Silence follows and Pete moves into the kitchen to produce a dinner that since Louisa has started teaching him about food always has something special: yoghurt and mint sauce with the chops or a glistening salad and a good vinaigrette. At last Emmett has the cook of his dreams working for him.
***
Emmett takes to Louisa’s John Keele with an ease that astounds everyone. The man who hates outsiders, who trusts no man, well, it turns out, he doesn’t mind John Keele at all.
The first time Louisa brings him over he says politely to John dithering at the screen door, ‘Come in, young fellow, what the hell are you waiting for?’ and gives him a quick once over. ‘Hair’s very light. One of them Scandinavian mob are you?’ he wonders out loud, not waiting for an answer.
He turns to Pete and bellows, ‘For God’s sake Pete, get this bloke a bloody beer. Quick smart! Can’t you see a man’s dying a thirst here?’
Pete goes to the fridge and swoops in, grabs one and hands it to John who smiles his thanks. Emmett’s grinning away at John like the Cheshire cat but Louisa thinks, I’m the invisible one. Unfolding plainly before her is something she’s long suspected, her father prefers men. Women, she thinks bitterly, he sees no sense in us at all. You need a penis to be real around here.

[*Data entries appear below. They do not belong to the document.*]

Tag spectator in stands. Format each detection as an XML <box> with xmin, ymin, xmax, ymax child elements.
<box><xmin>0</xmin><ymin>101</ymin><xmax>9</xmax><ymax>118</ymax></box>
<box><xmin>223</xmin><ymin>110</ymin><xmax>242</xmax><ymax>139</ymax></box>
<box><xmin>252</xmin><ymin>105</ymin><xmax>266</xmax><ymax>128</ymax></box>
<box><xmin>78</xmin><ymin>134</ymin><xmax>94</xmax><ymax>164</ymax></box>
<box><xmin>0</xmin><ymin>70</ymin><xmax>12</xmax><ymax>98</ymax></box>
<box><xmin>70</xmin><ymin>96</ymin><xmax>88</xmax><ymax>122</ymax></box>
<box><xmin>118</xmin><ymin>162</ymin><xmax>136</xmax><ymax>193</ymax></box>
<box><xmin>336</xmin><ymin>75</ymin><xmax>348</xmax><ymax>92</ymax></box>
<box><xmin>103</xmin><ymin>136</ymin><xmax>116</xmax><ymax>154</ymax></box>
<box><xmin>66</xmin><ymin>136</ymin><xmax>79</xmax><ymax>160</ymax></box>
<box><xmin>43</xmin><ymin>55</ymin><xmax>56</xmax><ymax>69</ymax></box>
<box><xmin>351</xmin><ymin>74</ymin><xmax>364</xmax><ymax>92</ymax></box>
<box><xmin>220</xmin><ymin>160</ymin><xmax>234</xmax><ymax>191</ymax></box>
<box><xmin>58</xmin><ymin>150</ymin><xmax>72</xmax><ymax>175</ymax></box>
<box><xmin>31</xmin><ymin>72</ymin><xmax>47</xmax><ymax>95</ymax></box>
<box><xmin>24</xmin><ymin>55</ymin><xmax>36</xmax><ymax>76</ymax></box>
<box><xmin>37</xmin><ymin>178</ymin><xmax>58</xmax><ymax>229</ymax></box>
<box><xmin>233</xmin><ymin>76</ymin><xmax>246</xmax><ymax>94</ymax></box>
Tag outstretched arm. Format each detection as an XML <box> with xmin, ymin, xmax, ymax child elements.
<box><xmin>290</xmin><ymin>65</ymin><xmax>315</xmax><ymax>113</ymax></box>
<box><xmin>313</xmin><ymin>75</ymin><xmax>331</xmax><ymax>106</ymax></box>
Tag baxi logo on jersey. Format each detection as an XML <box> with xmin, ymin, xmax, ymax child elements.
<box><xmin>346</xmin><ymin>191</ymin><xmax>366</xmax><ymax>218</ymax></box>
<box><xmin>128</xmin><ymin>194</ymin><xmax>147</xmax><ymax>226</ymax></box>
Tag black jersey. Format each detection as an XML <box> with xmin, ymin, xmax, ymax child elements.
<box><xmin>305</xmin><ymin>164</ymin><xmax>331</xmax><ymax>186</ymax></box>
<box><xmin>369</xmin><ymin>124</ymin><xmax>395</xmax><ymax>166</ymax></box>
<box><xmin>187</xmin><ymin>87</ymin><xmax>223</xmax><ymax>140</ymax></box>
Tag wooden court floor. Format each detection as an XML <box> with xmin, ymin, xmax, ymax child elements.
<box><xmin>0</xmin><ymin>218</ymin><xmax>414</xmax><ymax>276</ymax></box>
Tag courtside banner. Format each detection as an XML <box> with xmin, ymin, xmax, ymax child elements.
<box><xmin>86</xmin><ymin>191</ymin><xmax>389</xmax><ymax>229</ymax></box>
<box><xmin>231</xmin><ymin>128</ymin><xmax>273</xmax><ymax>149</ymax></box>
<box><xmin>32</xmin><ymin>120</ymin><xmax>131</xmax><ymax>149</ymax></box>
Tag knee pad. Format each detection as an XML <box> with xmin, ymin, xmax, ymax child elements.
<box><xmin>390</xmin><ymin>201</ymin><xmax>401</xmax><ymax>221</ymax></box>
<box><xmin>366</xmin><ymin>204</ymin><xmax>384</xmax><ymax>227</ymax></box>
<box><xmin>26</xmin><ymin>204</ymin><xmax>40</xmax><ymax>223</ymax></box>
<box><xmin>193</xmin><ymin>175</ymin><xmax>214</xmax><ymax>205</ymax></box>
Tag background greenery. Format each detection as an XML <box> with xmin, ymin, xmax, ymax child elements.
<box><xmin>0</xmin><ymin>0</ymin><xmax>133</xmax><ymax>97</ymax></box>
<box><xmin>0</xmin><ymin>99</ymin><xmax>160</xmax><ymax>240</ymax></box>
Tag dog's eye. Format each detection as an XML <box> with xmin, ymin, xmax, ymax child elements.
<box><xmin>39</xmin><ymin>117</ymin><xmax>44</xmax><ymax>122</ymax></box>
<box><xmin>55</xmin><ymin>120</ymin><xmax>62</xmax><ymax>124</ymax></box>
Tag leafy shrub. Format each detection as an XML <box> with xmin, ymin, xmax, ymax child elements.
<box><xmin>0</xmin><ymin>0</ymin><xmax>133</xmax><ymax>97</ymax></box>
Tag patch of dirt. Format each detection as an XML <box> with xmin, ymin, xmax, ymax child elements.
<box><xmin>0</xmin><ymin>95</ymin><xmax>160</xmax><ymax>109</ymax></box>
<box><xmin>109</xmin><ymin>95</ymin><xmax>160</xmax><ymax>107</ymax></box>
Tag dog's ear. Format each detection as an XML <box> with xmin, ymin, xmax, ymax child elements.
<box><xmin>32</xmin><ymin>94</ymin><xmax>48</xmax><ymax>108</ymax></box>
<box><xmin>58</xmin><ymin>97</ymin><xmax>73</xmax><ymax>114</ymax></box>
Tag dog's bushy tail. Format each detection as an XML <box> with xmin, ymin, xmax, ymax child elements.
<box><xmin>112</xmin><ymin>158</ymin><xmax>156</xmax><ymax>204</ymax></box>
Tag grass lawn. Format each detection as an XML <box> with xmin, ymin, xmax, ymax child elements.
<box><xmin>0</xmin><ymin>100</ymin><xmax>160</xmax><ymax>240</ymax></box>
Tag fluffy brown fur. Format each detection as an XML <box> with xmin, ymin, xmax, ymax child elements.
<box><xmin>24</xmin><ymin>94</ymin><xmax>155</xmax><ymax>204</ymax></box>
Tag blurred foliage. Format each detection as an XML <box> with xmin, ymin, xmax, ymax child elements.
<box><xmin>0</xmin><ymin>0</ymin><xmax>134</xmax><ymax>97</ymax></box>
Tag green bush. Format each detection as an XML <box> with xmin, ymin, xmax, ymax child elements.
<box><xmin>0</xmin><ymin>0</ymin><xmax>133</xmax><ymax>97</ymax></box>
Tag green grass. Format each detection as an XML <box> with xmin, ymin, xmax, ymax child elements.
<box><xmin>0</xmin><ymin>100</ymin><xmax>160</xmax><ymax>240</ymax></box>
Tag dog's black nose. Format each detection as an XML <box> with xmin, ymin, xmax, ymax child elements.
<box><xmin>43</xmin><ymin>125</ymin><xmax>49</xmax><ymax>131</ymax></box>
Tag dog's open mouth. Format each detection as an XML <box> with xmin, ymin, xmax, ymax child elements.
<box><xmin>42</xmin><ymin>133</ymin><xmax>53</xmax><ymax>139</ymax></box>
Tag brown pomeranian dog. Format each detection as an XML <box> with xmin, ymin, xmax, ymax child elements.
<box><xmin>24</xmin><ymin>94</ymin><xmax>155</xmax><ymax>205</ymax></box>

Still, she gives a thin little smile, glad enough that Emmett likes John. Relieved that the night is full with Emmett’s bounty. Pete leans back against the wall and they settle in for Emmett’s performance. He launches into a few poems starting with Banjo and moving on to Lawson and
C.J. Dennis and John keeps smiling.
Louisa doesn’t know whether to be horrified or to laugh. She thinks she loves this man, but having Emmett in full flight is bound to put anyone off. How do you stop Emmett Brown? And what if it turns? But John seems to be happy. He’s laughing and joking with Emmett and even reading a few poems. What’s going on?
Then the mood shifts with the light outside the window. Anne says they should be thinking about tea. ‘What about Chinese,’ she suggests, ‘celebrate meeting John?’